Dominion Resources Inc. is filing lawsuits against hundreds of landowners in Virginia and North Carolina who have not allowed the company access to their properties for survey work related to the Atlantic Coast Pipeline.
The company began court filings in Virginia earlier this month after it became evident that some property owners opposed to the project — which is being backed by Dominion, Duke Energy, Piedmont Natural Gas and AGL Resources — were not going to cooperate with a request to survey their land, Dominion spokesman Jim Norvelle told NGI’s Shale Daily.
“We sent letters in mid-November advising landowners who have most steadfastly refused to grant us permission that legal action was a possibility,” he said. “While this letter was not required by the Virginia law, we thought it was the right thing to do. We wanted to give them a final opportunity to give us permission before going to court.”
Norvelle said Dominion is taking legal action against 245 landowners who have refused to grant survey permission.
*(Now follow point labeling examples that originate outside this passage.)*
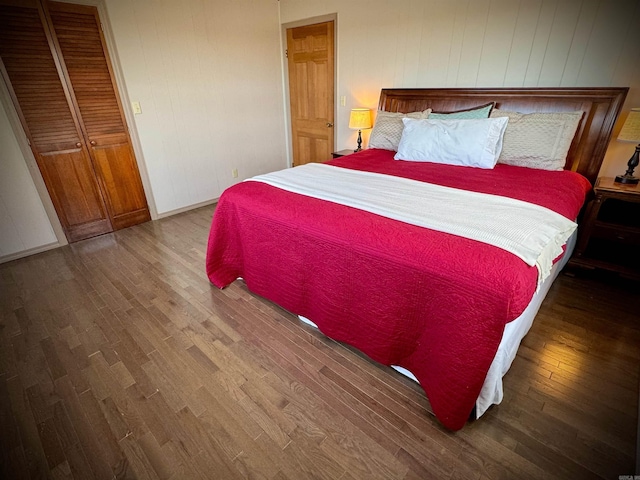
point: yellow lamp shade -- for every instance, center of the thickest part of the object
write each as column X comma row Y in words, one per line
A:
column 360, row 119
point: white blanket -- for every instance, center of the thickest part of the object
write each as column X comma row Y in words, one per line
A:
column 533, row 233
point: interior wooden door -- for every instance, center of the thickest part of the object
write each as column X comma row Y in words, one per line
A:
column 32, row 74
column 86, row 63
column 310, row 52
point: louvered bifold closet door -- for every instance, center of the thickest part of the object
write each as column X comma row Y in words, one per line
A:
column 86, row 62
column 31, row 71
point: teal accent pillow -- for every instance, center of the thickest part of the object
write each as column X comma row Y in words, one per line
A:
column 482, row 111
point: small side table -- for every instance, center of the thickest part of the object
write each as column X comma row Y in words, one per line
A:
column 342, row 153
column 609, row 234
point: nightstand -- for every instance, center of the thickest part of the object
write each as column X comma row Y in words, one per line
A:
column 342, row 153
column 609, row 234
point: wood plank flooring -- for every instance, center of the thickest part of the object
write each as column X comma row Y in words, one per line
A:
column 118, row 359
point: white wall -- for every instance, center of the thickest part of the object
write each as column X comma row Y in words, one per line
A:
column 24, row 225
column 483, row 43
column 208, row 76
column 209, row 80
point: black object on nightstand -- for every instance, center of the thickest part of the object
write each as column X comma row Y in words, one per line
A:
column 609, row 234
column 342, row 153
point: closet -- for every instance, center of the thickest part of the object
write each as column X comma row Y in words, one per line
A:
column 54, row 61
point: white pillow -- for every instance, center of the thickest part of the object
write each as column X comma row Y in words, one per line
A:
column 538, row 140
column 388, row 128
column 467, row 142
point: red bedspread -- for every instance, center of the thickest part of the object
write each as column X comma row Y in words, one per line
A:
column 433, row 303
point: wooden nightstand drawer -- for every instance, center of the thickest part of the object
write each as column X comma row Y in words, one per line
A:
column 609, row 234
column 628, row 236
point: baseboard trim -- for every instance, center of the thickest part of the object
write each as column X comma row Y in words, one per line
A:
column 186, row 209
column 29, row 252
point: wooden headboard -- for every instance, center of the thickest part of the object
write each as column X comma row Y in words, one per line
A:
column 600, row 105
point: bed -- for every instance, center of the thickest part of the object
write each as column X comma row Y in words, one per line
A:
column 347, row 246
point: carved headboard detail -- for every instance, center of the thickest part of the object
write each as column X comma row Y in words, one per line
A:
column 601, row 107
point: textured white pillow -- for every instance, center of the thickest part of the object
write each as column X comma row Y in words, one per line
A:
column 538, row 140
column 388, row 128
column 466, row 142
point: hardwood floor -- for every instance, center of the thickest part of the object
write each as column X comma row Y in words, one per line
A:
column 118, row 359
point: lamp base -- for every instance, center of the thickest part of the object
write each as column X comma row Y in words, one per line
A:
column 627, row 179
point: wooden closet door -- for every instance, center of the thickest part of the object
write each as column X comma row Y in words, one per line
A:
column 32, row 74
column 79, row 38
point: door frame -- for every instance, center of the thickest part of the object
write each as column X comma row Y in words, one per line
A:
column 285, row 76
column 30, row 160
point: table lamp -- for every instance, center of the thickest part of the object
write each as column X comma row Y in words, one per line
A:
column 630, row 133
column 359, row 120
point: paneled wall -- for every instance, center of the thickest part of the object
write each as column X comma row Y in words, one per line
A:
column 208, row 77
column 487, row 43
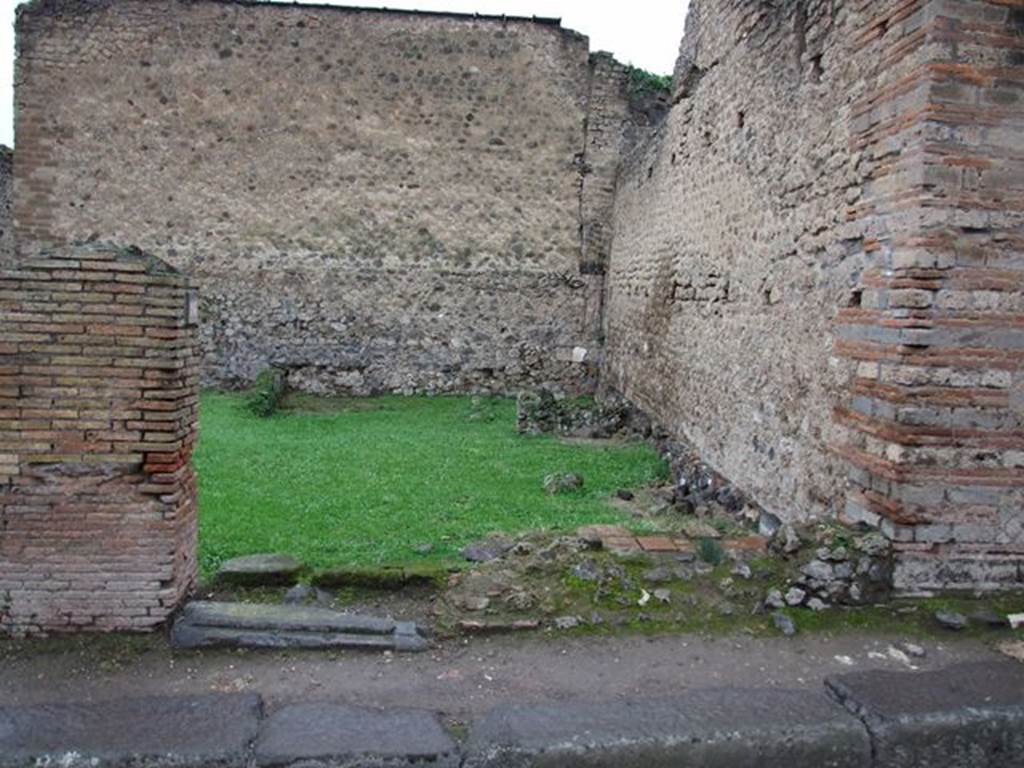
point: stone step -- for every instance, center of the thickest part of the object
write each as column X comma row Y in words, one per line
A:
column 204, row 625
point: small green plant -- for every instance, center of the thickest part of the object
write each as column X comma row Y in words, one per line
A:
column 711, row 552
column 644, row 83
column 264, row 397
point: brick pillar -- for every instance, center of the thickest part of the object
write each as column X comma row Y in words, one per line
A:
column 98, row 401
column 936, row 422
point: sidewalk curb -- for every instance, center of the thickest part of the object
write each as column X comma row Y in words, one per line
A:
column 968, row 716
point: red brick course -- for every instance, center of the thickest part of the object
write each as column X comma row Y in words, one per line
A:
column 936, row 434
column 98, row 402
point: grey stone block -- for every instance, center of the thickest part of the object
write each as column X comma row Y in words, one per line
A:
column 327, row 735
column 210, row 731
column 205, row 625
column 970, row 716
column 728, row 728
column 260, row 570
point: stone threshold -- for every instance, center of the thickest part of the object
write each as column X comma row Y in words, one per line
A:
column 968, row 715
column 205, row 625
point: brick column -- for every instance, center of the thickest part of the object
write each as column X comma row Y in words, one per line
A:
column 98, row 401
column 937, row 328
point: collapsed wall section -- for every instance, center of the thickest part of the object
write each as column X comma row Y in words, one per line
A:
column 376, row 201
column 98, row 400
column 818, row 282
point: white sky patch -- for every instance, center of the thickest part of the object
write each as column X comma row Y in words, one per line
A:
column 644, row 33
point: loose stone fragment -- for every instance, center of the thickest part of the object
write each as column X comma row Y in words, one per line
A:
column 783, row 624
column 951, row 621
column 795, row 596
column 560, row 483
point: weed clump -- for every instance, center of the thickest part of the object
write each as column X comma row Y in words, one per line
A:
column 265, row 395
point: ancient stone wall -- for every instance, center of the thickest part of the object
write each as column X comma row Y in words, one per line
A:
column 729, row 256
column 6, row 201
column 937, row 328
column 376, row 201
column 817, row 281
column 98, row 399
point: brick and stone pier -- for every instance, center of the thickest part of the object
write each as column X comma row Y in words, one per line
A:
column 98, row 402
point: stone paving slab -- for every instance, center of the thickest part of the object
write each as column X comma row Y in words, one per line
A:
column 970, row 716
column 327, row 735
column 212, row 731
column 728, row 728
column 205, row 625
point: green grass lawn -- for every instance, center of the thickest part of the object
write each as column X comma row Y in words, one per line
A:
column 369, row 481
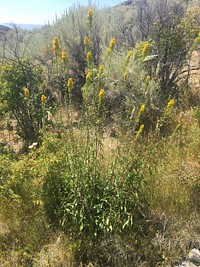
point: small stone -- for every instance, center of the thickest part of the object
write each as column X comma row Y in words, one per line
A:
column 194, row 256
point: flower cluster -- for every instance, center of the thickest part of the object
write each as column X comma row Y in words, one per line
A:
column 90, row 16
column 88, row 76
column 89, row 56
column 101, row 69
column 101, row 95
column 145, row 49
column 170, row 104
column 43, row 100
column 139, row 131
column 26, row 91
column 70, row 85
column 112, row 43
column 56, row 44
column 86, row 41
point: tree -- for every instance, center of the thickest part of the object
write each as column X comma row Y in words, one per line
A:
column 172, row 25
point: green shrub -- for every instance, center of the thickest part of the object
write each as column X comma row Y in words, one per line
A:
column 87, row 197
column 22, row 98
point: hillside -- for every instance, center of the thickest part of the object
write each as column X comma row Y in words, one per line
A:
column 100, row 138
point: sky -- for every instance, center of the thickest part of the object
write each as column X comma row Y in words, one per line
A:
column 41, row 11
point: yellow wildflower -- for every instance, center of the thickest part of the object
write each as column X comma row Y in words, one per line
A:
column 170, row 103
column 26, row 91
column 90, row 16
column 142, row 108
column 101, row 69
column 86, row 41
column 145, row 49
column 139, row 131
column 125, row 75
column 89, row 56
column 88, row 76
column 112, row 43
column 64, row 55
column 70, row 85
column 101, row 95
column 56, row 44
column 148, row 78
column 90, row 13
column 169, row 106
column 129, row 54
column 43, row 100
column 108, row 51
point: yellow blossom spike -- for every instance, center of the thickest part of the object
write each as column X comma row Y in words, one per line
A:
column 108, row 51
column 90, row 13
column 142, row 108
column 70, row 85
column 86, row 41
column 145, row 49
column 129, row 54
column 56, row 44
column 170, row 104
column 112, row 43
column 101, row 95
column 43, row 100
column 125, row 75
column 26, row 91
column 89, row 57
column 101, row 69
column 139, row 131
column 88, row 76
column 148, row 78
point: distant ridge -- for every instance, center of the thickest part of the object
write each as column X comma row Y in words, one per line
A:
column 4, row 29
column 127, row 3
column 23, row 26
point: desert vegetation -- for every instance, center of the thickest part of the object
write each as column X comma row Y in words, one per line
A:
column 100, row 138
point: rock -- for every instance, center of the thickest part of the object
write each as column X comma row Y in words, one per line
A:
column 194, row 256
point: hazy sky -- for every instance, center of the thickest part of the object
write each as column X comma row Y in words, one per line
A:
column 40, row 11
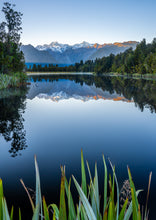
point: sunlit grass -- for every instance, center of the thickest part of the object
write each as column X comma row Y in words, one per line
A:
column 89, row 205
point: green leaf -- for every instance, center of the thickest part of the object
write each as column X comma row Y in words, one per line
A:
column 134, row 196
column 71, row 207
column 110, row 212
column 38, row 189
column 36, row 213
column 83, row 174
column 130, row 209
column 5, row 210
column 87, row 207
column 62, row 211
column 1, row 196
column 117, row 186
column 105, row 185
column 20, row 215
column 12, row 211
column 123, row 210
column 55, row 209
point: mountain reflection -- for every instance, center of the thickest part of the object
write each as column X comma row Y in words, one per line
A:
column 12, row 107
column 85, row 87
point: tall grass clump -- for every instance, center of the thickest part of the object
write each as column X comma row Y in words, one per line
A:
column 89, row 204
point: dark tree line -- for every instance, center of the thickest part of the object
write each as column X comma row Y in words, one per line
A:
column 142, row 60
column 141, row 91
column 11, row 58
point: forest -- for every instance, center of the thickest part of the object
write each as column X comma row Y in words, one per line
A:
column 142, row 60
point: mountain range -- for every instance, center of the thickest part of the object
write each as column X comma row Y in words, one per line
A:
column 58, row 53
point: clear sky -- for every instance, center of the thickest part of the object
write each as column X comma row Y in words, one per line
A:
column 94, row 21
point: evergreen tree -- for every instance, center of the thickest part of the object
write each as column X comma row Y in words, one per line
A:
column 11, row 58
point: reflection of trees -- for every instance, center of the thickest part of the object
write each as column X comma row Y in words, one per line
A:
column 143, row 92
column 11, row 120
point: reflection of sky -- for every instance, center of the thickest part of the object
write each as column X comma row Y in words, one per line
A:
column 94, row 21
column 56, row 132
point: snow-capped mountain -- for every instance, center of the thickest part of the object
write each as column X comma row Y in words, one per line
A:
column 70, row 54
column 58, row 47
column 67, row 89
column 54, row 46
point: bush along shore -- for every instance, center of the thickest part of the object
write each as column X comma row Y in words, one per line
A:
column 11, row 57
column 141, row 61
column 14, row 80
column 117, row 205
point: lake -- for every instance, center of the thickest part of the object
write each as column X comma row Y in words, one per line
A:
column 58, row 115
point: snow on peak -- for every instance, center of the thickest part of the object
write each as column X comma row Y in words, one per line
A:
column 58, row 47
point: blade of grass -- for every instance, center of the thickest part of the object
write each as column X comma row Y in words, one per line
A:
column 62, row 209
column 12, row 211
column 123, row 210
column 20, row 218
column 55, row 209
column 117, row 186
column 36, row 213
column 32, row 204
column 38, row 189
column 45, row 208
column 130, row 209
column 149, row 184
column 5, row 210
column 105, row 185
column 1, row 196
column 83, row 175
column 88, row 208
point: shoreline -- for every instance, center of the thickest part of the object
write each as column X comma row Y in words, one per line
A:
column 129, row 76
column 57, row 73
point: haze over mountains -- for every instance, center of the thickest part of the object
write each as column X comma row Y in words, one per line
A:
column 70, row 54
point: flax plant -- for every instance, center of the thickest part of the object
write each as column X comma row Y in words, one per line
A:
column 89, row 205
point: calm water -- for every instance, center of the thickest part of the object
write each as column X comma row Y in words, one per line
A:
column 56, row 116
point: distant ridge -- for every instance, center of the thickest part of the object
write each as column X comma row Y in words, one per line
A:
column 69, row 54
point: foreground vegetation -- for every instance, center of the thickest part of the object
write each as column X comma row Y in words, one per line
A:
column 142, row 60
column 13, row 80
column 116, row 205
column 11, row 58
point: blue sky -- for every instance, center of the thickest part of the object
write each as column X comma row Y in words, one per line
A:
column 101, row 21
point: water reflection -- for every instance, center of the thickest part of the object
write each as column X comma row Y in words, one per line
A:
column 57, row 87
column 12, row 107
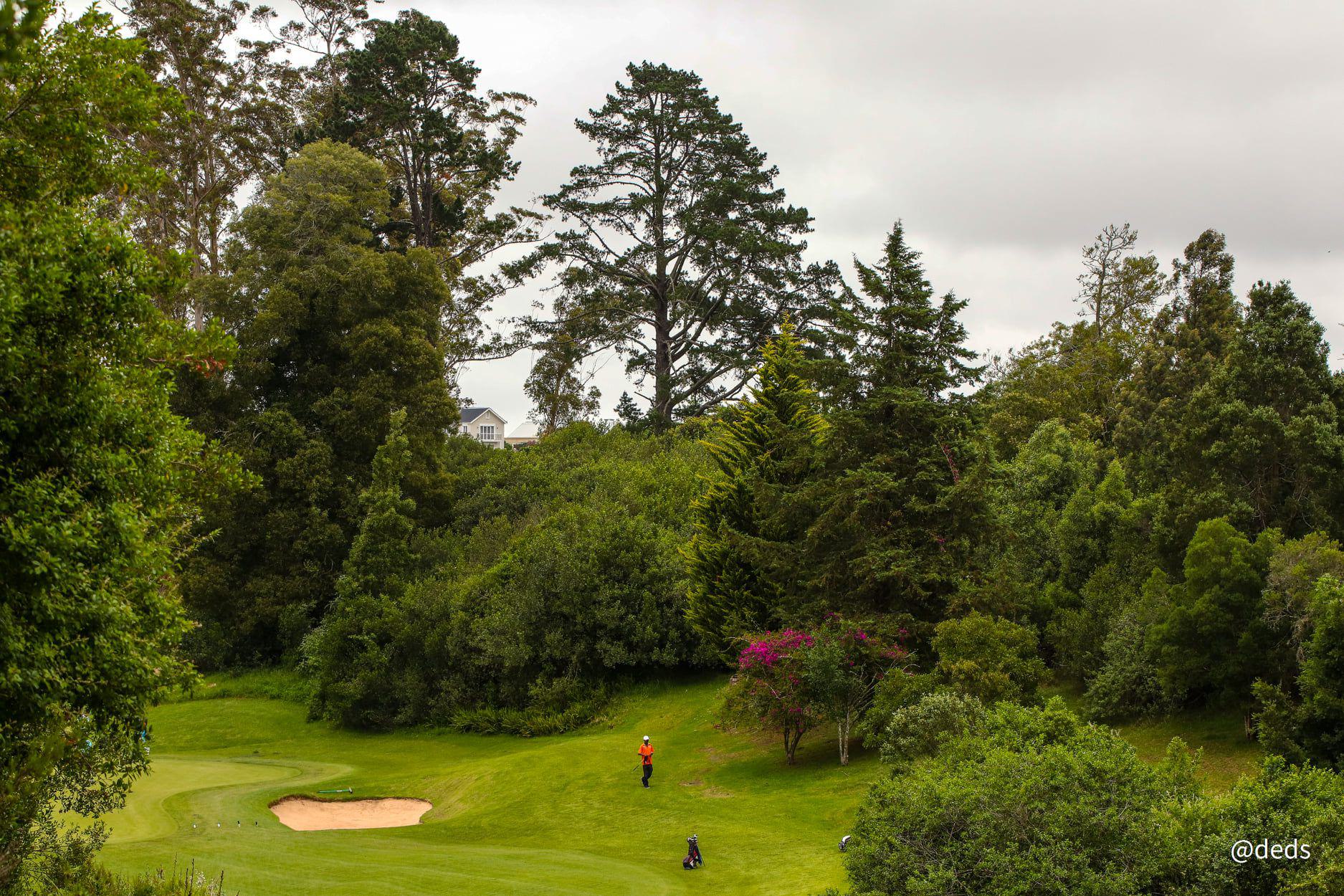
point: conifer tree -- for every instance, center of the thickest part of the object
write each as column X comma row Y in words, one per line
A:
column 746, row 525
column 682, row 247
column 897, row 511
column 347, row 653
column 333, row 335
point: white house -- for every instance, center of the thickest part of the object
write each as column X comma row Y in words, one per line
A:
column 483, row 425
column 525, row 434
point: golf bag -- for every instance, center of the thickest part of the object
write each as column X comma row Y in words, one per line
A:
column 692, row 853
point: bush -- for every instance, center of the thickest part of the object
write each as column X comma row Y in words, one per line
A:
column 1018, row 801
column 562, row 571
column 988, row 659
column 921, row 730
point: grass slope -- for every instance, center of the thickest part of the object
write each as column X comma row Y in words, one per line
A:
column 559, row 814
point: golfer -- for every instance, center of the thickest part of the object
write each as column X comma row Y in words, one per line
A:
column 647, row 759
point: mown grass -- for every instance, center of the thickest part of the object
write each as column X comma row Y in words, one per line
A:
column 561, row 814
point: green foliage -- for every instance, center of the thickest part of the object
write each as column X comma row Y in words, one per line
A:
column 1295, row 568
column 901, row 505
column 988, row 659
column 348, row 650
column 842, row 671
column 333, row 335
column 715, row 257
column 98, row 479
column 411, row 100
column 562, row 571
column 743, row 554
column 923, row 728
column 1312, row 725
column 1213, row 641
column 1032, row 800
column 65, row 90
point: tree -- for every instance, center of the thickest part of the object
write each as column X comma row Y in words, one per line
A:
column 1274, row 433
column 772, row 685
column 897, row 513
column 988, row 659
column 558, row 387
column 324, row 30
column 629, row 414
column 746, row 527
column 1167, row 407
column 683, row 250
column 1213, row 641
column 1311, row 727
column 1023, row 801
column 230, row 127
column 98, row 479
column 1117, row 287
column 411, row 100
column 333, row 335
column 842, row 669
column 348, row 650
column 19, row 21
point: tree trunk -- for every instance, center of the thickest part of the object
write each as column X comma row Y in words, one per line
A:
column 844, row 736
column 662, row 364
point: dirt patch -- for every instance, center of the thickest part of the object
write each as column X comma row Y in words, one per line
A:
column 305, row 813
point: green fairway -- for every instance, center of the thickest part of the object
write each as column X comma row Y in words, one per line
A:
column 561, row 814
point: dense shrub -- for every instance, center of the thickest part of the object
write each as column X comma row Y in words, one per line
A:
column 1015, row 801
column 562, row 571
column 988, row 659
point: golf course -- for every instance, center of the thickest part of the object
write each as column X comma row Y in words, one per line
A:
column 559, row 814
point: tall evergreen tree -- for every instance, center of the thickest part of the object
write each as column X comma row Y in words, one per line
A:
column 333, row 335
column 683, row 247
column 413, row 101
column 98, row 477
column 1167, row 405
column 232, row 125
column 1274, row 434
column 748, row 528
column 898, row 511
column 348, row 650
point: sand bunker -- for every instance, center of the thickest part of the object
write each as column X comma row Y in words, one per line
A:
column 305, row 813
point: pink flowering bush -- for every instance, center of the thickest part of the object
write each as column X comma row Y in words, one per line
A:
column 842, row 668
column 771, row 684
column 791, row 680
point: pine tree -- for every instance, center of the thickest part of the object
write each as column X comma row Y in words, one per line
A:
column 745, row 523
column 333, row 335
column 347, row 653
column 1167, row 406
column 683, row 249
column 897, row 512
column 1276, row 430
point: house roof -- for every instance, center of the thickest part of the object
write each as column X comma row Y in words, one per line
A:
column 472, row 413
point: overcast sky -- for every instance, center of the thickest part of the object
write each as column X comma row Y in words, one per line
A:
column 1006, row 135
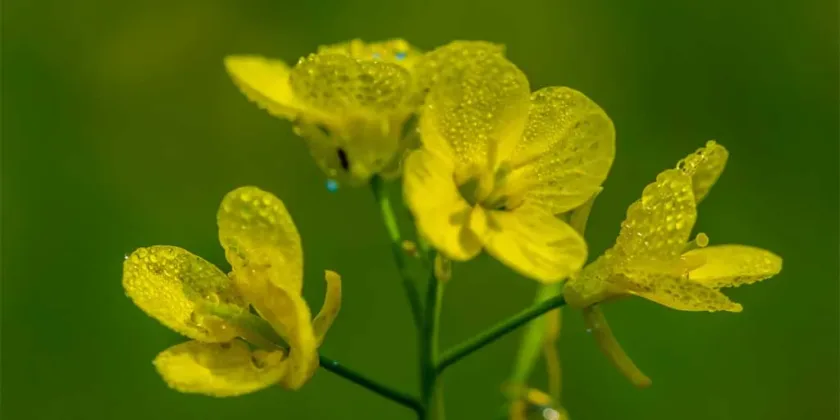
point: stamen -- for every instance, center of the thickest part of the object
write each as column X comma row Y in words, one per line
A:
column 702, row 240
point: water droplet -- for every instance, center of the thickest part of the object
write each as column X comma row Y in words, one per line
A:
column 332, row 185
column 551, row 414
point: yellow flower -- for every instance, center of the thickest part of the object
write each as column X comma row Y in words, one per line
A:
column 498, row 163
column 653, row 257
column 195, row 298
column 350, row 101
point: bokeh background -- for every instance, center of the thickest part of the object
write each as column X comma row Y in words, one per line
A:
column 121, row 129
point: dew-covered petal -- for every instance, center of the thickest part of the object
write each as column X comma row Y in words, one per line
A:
column 441, row 214
column 339, row 85
column 658, row 225
column 566, row 151
column 259, row 237
column 175, row 287
column 733, row 265
column 536, row 244
column 704, row 166
column 332, row 304
column 456, row 54
column 397, row 51
column 592, row 284
column 669, row 285
column 290, row 317
column 219, row 369
column 476, row 113
column 265, row 82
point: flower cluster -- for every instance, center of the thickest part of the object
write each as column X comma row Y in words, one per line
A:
column 486, row 165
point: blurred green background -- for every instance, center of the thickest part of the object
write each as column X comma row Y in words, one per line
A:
column 121, row 129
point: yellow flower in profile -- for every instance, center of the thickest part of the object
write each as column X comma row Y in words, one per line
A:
column 498, row 162
column 350, row 102
column 195, row 298
column 653, row 257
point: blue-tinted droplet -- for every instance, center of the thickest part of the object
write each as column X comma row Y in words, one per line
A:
column 332, row 185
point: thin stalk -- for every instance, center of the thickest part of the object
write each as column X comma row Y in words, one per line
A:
column 429, row 342
column 375, row 387
column 377, row 185
column 259, row 332
column 499, row 330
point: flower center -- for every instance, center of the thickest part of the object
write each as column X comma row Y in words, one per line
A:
column 479, row 191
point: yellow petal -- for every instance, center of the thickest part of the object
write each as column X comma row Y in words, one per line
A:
column 219, row 369
column 265, row 82
column 172, row 285
column 596, row 323
column 396, row 51
column 453, row 55
column 658, row 225
column 476, row 113
column 363, row 107
column 259, row 236
column 332, row 304
column 535, row 243
column 289, row 315
column 566, row 151
column 592, row 285
column 664, row 285
column 733, row 265
column 441, row 214
column 704, row 166
column 339, row 85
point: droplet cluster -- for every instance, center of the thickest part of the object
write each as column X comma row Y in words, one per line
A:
column 340, row 84
column 476, row 103
column 566, row 151
column 704, row 166
column 173, row 286
column 258, row 234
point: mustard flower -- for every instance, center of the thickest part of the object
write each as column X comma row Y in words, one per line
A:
column 498, row 162
column 653, row 257
column 195, row 298
column 351, row 102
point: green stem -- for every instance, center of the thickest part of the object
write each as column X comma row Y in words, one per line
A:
column 390, row 220
column 494, row 333
column 429, row 342
column 259, row 332
column 375, row 387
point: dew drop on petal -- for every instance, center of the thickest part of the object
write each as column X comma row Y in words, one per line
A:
column 332, row 185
Of that total, 240 are located in Virginia and just five are located in North Carolina. In all, the company will have to work with 2,500 landowners along the pipeline’s proposed route.
Dominion is the project-lead for the pipeline, which was first announced in September. Atlantic Coast will stretch roughly 550 miles to transport Marcellus and Utica shale natural gas produced in West Virginia to power plants and businesses in Virginia and North Carolina, where demand is growing. According to a recent study conducted on behalf of the project’s backers by Chmura Economics & Analytics, more than half of the pipeline, or 292 miles, will be located in Virginia, where it is expected to have a significant economic impact both during and after construction.
Norvelle said state circuit courts in Virginia will likely begin notifying landowners next week about the lawsuits. They will then have 21 days to respond to Dominion’s complaint, but he added that the company “will gladly meet with landowners to gain their permission and avoid the court hearing.”
Virginia law provides survey access for such projects, but according to local news media reports some landowners remain staunchly opposed to the pipeline and called Dominion’s notices a scare tactic. Others said they won’t change their positions, but would comply with a court order and allow the company access if its lawsuits are successful.
“We decided to proceed with the legal actions because we now need to survey these lands to see if they are suitable for the Atlantic Coast Pipeline,” Norvelle said. “We can learn a lot from maps, detailed photographs and publicly available data, but the person who knows about the individual property is the landowner. For example, the landowner may prefer that the route go along the edge of the property to avoid a certain archaeological or historic site, or the family cemetery.”
A prefiling has already been made with the Federal Energy Regulatory Commission (FERC), and the company expects to file its formal application this summer. Survey work is expected to continue through June. Norvelle added that the legal actions are not likely to change the pipeline’s development schedule, which calls for an in-service date of late 2018.